In an interview on June 8, TV personality Ksenia Sobchak raised the hot-button issue of ethnicity with opposition politician Alexey Navalny, asking him if he considers his country to be a Russian monoethnic state or a multinational state. Navalny answered that most citizens self-identify as ethnic Russians, while clarifying that the Russian Federation is nevertheless a multiethnic state.
Sobchak then argued that Russian literature once united the peoples of the USSR, but these links have broken down, she claimed, since the fall of the Soviet Union. “Yes it goes without saying that nobody in Uzbekistan knows who Pushkin is,” Navalny said in agreement.

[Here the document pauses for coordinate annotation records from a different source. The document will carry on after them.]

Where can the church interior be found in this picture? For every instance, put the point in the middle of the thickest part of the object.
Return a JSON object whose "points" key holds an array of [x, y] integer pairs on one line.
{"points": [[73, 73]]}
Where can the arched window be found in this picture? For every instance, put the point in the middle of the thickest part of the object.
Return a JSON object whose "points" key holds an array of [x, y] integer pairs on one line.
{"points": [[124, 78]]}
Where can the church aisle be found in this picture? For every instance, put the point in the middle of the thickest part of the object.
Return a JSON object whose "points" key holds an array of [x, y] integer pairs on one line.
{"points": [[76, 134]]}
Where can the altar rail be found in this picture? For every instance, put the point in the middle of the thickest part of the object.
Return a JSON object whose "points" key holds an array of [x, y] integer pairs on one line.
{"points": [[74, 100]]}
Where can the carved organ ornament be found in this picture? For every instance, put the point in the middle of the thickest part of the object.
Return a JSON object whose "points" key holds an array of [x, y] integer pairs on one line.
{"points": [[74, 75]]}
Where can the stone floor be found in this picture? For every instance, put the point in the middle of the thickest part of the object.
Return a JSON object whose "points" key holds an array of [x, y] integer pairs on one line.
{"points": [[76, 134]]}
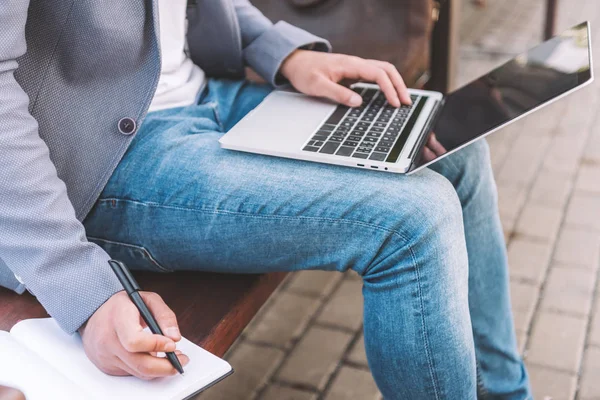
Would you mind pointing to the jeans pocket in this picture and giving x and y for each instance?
(135, 257)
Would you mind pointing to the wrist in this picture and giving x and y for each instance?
(287, 66)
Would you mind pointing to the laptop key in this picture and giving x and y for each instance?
(378, 156)
(337, 115)
(323, 133)
(345, 151)
(311, 148)
(329, 148)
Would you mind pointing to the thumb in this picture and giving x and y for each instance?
(339, 93)
(164, 315)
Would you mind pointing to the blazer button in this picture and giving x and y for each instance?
(127, 126)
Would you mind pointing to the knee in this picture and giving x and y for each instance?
(470, 171)
(431, 240)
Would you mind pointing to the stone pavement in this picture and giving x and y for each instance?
(306, 343)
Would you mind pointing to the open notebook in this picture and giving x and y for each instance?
(45, 363)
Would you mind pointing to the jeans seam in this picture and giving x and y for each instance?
(482, 393)
(143, 249)
(429, 357)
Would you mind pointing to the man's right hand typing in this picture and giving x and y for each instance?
(115, 340)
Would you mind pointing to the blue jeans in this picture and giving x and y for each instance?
(429, 247)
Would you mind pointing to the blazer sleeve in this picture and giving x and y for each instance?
(267, 45)
(41, 240)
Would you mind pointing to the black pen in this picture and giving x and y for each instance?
(132, 288)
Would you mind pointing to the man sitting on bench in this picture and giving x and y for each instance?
(109, 130)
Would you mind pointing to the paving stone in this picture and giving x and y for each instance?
(557, 341)
(521, 341)
(345, 307)
(594, 336)
(352, 383)
(589, 387)
(315, 357)
(510, 200)
(357, 354)
(315, 283)
(284, 320)
(277, 392)
(551, 189)
(253, 365)
(522, 320)
(562, 156)
(523, 298)
(591, 155)
(576, 246)
(583, 210)
(528, 259)
(569, 290)
(555, 385)
(539, 221)
(588, 178)
(523, 161)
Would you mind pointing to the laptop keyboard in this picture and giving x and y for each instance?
(370, 131)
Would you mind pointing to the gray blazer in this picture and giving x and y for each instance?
(70, 70)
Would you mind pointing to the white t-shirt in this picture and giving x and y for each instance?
(180, 79)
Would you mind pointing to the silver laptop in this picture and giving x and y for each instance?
(381, 137)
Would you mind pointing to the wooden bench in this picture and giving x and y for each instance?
(212, 309)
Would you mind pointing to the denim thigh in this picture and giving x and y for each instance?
(179, 201)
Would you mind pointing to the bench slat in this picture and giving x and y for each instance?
(212, 309)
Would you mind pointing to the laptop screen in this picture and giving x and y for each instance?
(528, 81)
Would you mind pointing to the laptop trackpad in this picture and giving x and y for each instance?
(282, 122)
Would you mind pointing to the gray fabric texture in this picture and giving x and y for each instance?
(69, 71)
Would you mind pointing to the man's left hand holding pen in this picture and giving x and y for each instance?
(114, 338)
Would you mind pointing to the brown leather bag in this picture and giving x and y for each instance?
(398, 31)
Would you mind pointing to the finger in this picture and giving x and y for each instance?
(145, 366)
(339, 93)
(116, 368)
(164, 315)
(396, 79)
(363, 70)
(132, 336)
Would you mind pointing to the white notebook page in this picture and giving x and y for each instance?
(22, 369)
(65, 353)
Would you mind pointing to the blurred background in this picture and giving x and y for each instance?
(306, 342)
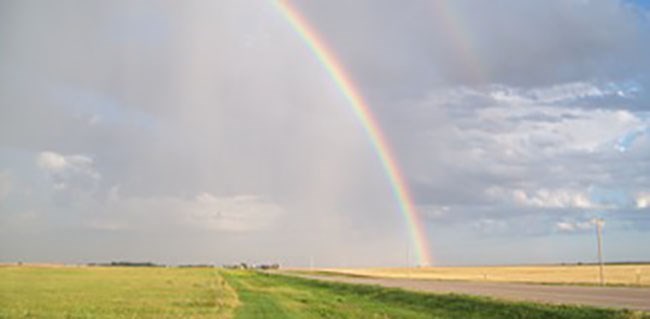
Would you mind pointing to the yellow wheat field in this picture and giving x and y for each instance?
(613, 274)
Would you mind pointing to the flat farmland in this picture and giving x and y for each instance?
(157, 292)
(628, 275)
(114, 292)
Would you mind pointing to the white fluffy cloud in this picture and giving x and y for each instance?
(643, 200)
(69, 171)
(544, 198)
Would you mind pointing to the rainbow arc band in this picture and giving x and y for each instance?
(365, 116)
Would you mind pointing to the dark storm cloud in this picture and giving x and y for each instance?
(144, 125)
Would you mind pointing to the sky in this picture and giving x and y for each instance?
(208, 132)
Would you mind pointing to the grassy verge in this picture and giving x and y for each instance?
(68, 292)
(277, 296)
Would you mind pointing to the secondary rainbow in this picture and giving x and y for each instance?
(370, 125)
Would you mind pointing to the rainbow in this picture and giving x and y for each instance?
(364, 114)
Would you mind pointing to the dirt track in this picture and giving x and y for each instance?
(617, 297)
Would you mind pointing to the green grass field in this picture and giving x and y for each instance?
(67, 292)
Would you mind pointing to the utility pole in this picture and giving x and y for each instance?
(599, 234)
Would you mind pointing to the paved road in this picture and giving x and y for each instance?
(617, 297)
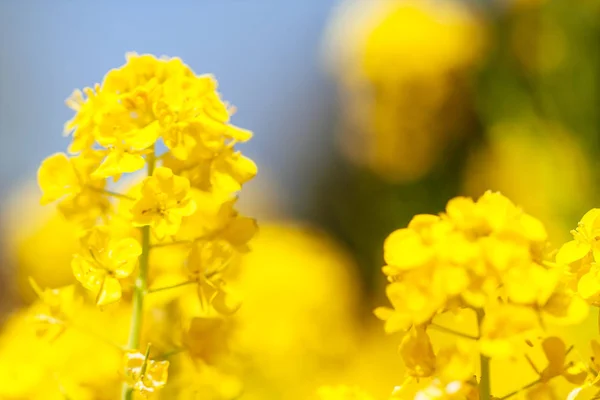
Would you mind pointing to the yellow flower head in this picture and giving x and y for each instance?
(187, 211)
(144, 375)
(103, 262)
(401, 65)
(69, 180)
(581, 256)
(485, 255)
(164, 201)
(417, 352)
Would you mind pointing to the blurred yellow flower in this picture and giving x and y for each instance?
(402, 67)
(145, 375)
(537, 165)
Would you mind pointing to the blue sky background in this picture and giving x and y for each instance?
(265, 54)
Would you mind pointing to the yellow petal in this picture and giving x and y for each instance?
(572, 251)
(555, 351)
(57, 178)
(118, 162)
(110, 292)
(404, 249)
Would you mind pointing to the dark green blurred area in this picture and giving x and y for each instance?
(540, 72)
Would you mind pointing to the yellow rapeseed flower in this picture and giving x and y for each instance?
(487, 256)
(581, 254)
(69, 180)
(103, 262)
(403, 65)
(165, 199)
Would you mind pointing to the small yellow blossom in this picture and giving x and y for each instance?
(144, 375)
(455, 363)
(580, 256)
(586, 240)
(164, 201)
(417, 352)
(223, 172)
(69, 180)
(505, 329)
(103, 262)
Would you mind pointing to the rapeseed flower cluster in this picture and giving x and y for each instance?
(401, 66)
(177, 222)
(483, 273)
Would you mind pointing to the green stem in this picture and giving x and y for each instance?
(160, 289)
(452, 331)
(139, 291)
(484, 381)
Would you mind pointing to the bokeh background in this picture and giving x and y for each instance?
(365, 112)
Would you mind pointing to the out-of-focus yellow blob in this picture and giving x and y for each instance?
(541, 168)
(37, 241)
(402, 67)
(82, 363)
(298, 316)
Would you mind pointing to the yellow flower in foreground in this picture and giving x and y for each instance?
(417, 352)
(103, 262)
(581, 256)
(165, 200)
(69, 180)
(144, 375)
(505, 329)
(586, 240)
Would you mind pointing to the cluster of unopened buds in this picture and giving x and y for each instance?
(155, 119)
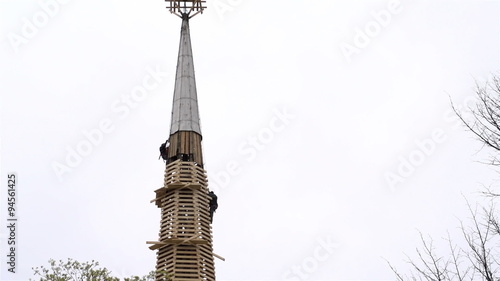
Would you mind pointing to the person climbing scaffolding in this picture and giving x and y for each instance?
(212, 204)
(164, 151)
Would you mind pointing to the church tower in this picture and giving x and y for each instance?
(184, 248)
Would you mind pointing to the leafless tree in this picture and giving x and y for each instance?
(477, 256)
(483, 119)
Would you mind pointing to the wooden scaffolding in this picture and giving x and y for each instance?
(185, 245)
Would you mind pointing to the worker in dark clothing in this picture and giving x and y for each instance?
(212, 204)
(164, 151)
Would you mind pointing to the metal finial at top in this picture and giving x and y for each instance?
(186, 7)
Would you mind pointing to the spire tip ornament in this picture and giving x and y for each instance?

The apparently prejudiced remark has made waves in Uzbekistan, where Facebook users are responding with videos demonstrating their enduring knowledge of and appreciation for the works of Alexander Pushkin.
In the finest memorization traditions of Russian education, many of the videos showcase poetic recitations by particularly adorable children.

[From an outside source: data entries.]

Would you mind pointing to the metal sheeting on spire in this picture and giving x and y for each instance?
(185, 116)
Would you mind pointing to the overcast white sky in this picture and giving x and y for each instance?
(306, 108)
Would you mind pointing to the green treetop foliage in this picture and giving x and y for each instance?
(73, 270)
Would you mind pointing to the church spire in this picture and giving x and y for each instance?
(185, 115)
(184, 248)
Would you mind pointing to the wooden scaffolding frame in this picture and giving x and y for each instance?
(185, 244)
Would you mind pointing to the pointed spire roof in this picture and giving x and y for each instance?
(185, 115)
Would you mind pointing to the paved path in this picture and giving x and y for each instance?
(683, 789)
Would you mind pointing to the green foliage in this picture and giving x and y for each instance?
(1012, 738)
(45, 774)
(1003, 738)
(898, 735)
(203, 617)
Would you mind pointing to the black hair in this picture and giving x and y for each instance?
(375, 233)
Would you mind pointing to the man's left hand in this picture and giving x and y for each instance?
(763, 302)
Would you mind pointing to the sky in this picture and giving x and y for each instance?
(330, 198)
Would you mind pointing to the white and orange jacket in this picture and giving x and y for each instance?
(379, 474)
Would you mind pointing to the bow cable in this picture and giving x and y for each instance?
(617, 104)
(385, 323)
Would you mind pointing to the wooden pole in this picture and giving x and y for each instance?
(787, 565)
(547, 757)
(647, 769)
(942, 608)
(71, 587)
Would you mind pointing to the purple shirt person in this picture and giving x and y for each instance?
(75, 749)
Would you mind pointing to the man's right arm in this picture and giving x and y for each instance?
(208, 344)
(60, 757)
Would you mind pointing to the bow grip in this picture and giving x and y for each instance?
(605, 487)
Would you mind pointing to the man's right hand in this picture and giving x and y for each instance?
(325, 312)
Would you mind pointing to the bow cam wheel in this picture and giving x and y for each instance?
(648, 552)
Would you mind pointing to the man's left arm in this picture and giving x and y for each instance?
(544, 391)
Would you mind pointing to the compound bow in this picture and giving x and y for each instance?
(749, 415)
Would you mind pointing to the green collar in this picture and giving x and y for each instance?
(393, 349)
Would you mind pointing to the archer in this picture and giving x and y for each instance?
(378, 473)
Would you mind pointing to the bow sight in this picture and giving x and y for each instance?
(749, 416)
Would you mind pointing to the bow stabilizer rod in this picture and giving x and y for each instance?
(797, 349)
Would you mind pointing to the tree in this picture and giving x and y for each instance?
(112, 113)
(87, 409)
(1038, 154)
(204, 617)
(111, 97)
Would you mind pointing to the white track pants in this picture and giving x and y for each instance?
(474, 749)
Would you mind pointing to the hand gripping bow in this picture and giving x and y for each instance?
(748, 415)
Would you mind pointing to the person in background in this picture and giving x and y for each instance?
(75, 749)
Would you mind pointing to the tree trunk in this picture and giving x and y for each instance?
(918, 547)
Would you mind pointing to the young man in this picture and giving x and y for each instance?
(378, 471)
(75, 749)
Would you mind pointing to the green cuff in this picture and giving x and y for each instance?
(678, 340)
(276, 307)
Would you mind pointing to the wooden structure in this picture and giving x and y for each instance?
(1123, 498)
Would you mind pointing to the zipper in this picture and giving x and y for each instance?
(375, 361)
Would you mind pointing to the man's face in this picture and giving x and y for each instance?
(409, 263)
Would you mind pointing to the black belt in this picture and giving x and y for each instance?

One Uzbek man filmed a personal appeal to Sobchak and Navalny, explaining that he grew up in an apartment on Pushkin Street. He also pointed out that Tashkent has a subway station named after the famous poet, in addition to a Pushkin Park that has its own Pushkin monument. “As little children, we learn about all your writers, but you know absolutely nothing about us. You don’t know a thing about us. That’s what you proved with your conversation,” the man says in his video, which has drawn more than 210,000 views on Facebook.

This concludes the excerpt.